Good luck getting the jump on Tim Frazier.
The Lakeside left-hander has picked off at least one runner in each of his appearances this season. It's become a game within a game, something he and his dad can discuss later at the dinner table.
A perceptive runner might try to discern what it is that makes Frazier's pick-off move so deceptive, but probably would fail.
"I change my looks," Frazier said. "The first time, I might just throw over."
Sit in with some opponents' fans at a Lakeside baseball game, and you're likely to hear a pattern.
When Frazier takes the mound to get loose, the whispers are that he's the lefty with the good pick-off move. When the senior throws over for the first time, the calls are "Back!"
Then, after Frazier succeeds in nabbing the runner at first, the mumbles begin.
People begin questioning whether it's a balk.
The key, Frazier said, is a rule allowing lefties to point their foot at a 45-degree angle.

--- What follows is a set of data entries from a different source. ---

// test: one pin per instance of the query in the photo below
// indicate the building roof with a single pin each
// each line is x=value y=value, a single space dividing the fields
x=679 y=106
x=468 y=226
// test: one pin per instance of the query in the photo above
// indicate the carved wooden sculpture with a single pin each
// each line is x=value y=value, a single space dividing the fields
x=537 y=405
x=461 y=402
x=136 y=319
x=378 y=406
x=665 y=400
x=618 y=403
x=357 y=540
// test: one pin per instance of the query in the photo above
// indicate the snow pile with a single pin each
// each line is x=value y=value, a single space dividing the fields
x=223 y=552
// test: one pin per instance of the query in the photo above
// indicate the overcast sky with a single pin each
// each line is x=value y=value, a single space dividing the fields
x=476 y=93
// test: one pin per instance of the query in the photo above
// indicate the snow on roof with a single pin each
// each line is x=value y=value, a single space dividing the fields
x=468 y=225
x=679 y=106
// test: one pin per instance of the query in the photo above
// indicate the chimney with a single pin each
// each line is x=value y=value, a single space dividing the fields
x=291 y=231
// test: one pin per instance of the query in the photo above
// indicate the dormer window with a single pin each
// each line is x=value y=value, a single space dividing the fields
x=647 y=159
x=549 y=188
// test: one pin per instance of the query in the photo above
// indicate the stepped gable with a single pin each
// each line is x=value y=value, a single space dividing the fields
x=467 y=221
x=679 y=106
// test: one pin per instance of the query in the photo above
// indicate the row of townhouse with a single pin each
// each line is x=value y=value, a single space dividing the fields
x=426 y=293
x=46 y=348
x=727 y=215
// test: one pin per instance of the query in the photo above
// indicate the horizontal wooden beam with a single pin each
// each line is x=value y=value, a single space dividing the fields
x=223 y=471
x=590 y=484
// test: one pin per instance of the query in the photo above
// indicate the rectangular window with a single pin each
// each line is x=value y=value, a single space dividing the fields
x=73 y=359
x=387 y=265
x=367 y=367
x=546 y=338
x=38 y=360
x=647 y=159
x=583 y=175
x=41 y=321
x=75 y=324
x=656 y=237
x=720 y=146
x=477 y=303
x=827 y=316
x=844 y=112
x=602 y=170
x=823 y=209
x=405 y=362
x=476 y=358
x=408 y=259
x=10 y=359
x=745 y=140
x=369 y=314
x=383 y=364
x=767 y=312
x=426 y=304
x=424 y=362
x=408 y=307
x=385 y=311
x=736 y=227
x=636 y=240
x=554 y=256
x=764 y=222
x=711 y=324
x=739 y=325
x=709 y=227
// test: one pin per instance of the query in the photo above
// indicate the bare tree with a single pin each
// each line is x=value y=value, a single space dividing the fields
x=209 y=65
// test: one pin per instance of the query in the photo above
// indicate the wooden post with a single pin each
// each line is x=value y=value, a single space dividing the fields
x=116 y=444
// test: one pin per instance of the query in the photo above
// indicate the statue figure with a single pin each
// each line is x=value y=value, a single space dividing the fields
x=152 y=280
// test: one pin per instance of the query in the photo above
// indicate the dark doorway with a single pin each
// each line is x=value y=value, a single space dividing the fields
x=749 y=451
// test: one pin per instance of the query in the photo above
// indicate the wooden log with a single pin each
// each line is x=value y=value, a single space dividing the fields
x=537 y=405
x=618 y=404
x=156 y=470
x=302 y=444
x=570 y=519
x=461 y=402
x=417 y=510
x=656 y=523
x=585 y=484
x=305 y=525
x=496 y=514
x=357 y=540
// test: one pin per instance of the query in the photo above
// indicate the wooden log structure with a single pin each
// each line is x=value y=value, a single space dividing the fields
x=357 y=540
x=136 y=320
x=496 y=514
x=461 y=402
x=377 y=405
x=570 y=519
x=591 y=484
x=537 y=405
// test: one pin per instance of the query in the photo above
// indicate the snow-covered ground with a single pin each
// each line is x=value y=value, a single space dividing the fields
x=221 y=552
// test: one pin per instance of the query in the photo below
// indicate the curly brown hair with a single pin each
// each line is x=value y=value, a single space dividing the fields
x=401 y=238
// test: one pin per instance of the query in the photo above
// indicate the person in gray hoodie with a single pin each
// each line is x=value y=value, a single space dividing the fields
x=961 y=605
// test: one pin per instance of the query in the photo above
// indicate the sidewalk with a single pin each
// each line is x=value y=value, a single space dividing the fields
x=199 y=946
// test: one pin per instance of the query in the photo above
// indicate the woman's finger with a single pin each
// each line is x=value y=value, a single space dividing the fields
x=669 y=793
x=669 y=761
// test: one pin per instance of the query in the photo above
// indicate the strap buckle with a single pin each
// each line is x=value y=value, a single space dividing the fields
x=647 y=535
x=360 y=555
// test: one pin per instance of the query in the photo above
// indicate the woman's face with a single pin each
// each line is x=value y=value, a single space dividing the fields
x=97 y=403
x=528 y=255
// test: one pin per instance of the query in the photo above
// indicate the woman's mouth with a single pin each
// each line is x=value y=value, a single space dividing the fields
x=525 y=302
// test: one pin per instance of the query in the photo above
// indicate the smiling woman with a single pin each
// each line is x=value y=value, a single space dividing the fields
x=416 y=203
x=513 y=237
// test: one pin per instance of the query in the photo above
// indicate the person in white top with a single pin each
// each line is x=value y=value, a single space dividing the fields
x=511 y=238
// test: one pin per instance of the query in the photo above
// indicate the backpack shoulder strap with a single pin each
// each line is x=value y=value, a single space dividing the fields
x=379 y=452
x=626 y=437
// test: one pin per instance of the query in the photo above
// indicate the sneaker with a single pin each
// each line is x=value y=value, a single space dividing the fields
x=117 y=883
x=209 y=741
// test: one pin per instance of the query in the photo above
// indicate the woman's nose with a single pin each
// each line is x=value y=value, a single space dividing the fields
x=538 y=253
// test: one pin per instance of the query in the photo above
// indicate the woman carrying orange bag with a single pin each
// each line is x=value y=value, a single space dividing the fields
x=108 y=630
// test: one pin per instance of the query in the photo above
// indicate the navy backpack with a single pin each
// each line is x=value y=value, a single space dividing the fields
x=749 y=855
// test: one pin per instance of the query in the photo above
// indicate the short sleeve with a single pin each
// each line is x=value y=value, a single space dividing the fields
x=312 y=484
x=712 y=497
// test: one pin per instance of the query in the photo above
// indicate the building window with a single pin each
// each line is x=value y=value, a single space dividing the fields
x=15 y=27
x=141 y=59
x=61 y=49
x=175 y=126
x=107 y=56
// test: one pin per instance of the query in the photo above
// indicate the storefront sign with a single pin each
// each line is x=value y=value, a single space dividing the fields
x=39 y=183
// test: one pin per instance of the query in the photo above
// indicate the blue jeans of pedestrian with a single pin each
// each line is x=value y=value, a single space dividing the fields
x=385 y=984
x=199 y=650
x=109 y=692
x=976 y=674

It's the umpire's judgment as to whether Frazier takes it too far, and he pushes the limit as much as possible.
He learned of the rule when he got to high school; his brother helped him perfect it.
"Like any good lefty with a good move, you just have to be smart," said Greenbrier coach Rodney Holder after Greenbrier's Ben Morgan fell victim earlier in the year.
Panthers coach Jay Matthews thinks the secret lies in the head motion.
"I try to look like I'm going home," said Frazier, who estimated he had seven pick-offs before spring break.
Frazier has the distinction of being the only Panthers senior planning to play college baseball next year.He worked out at a Clemson University baseball camp in December and has talked with Toccoa Falls College coach Justin Pollock.
The Christian-based school doesn't offer athletic scholarships, but Frazier plans to play for Pollock next year.
"It's a nice, small college," he said. "I'll get an opportunity for some playing time."